Der Wert einer Ausbildung
Beitrag von Wilfried Vetter, Institut für Naturwissenschaften und Technologie in der Kunst
PCR-Test, Antikörper, RNA, logarithmisch, exponentielles Wachstum, Inkubationszeit, begrenzt viruzid, Lipidmembran, Chlorit haltige Reiniger. Derlei Begriffe aus der Fachsprache naturwissenschaftlicher Bereiche sind derzeit beim Konsum von Medien häufig im Zusammenhang mit SARS-CoV-2 anzutreffen. Dabei freut mich, dass ich aufgrund meiner Ausbildung in Chemie sowie Haushalts- und Ernährungswissenschaften, zuzüglich einer Diplomarbeit im Bereich der biomedizinischen Forschung, relativ wenige Probleme habe diese zu verstehen oder mir vertrauenswürdige Informationen dazu zu besorgen. Meine Freude schwindet aber leicht wieder, wenn in Beiträgen Ausdrücke wie Corona-Bonds, Bonitätsrisikoprämie oder nichttestierte Quartalsberichte vorkommen. Ich könnte auch noch weitere Beispiele aus anderen Bereichen als der Ökonomie nennen, möchte aber aufgrund der zu erwartenden Länge der Ausführungen darauf verzichten. Interessanterweise kommen Medienberichte über die derzeitigen Probleme von Menschen mit geringen Einkommen, von denen viele im Moment als systemrelevant gelobt werden, oft mit allgemeinverständlichen Worten aus. Es wäre schön wenn sich diese anerkannte Relevanz auch in Form höherer Einkommen ausdrücken würde, denn das könnte neben einem sorgenfreieren Leben der Betroffenen auch bessere Chancen auf höhere Bildung ermöglichen – zumindest für deren Kinder.

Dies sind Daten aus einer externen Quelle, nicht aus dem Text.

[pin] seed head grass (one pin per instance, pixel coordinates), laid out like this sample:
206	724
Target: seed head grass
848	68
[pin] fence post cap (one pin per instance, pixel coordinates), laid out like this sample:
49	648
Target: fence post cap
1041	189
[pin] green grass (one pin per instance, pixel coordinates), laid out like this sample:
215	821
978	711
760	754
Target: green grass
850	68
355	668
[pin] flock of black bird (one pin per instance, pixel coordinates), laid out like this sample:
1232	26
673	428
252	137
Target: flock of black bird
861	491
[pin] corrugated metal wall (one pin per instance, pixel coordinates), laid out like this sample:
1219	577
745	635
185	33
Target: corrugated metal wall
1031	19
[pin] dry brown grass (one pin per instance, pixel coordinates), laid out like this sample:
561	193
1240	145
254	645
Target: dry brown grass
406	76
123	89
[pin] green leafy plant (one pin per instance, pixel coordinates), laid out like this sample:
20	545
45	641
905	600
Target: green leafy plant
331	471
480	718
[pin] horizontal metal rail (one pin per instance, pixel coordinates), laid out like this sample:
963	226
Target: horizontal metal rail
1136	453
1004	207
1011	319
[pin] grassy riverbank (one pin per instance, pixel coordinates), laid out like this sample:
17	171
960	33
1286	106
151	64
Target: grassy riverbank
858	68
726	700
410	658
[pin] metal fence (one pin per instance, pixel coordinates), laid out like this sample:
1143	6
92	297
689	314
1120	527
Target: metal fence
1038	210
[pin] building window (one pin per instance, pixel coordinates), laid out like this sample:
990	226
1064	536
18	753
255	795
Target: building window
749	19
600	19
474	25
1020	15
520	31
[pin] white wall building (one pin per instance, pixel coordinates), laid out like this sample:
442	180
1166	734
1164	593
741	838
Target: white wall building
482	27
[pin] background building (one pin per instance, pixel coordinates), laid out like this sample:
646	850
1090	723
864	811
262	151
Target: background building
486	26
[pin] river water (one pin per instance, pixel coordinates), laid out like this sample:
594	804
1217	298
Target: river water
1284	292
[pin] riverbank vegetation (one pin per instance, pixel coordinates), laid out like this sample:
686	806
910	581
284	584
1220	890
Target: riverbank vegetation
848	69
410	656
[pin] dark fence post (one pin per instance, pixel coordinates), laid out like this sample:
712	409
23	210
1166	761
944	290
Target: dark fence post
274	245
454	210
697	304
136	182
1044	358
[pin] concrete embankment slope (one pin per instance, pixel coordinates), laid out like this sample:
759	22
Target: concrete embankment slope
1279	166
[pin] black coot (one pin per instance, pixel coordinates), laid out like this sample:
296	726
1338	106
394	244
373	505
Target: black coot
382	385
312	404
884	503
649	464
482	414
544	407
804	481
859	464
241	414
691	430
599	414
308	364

Nun gilt das Studium eines künstlerischen Faches gemeinhin nicht als Garant für ein hohes Einkommen der Absolvent_innen und es wird häufig diskutiert, welchen Nutzen diese Fächer überhaupt haben. Dies ist bei naturwissenschaftlichen Studien weit weniger der Fall und ich könnte tatsächlich auch von meiner Seite berichten, dass mir derzeit das erworbene Wissen zu den Themen Hygiene oder Vorratshaltung und Vorratsschutz hilft, um einige Unsicherheiten zu vermindern. Es hält mich außerdem auch davon ab, verzweifelt im Internet nach Life-Hacks zu suchen, welche zum Beispiel die Herstellung von dreifach-flauschigem Klopapier aus Zimmerpflanzen zum Inhalt haben. Diesen Nutzen würden wahrscheinlich die wenigsten Menschen bestreiten, jedoch bemerke ich gerade bei mir, dass dieser nicht annähernd den Mangel an Möglichkeiten zur unmittelbaren physischen Teilnahme an künstlerischen bzw. kulturellen Veranstaltungen kompensieren kann. Da Kunst im besten Fall ermöglicht gesellschaftliche Prozesse oder Entwicklungen zu erkennen und zu reflektieren, fällt dieser Mangel in Zeiten der verordneten Beschränkungen besonders schmerzlich auf.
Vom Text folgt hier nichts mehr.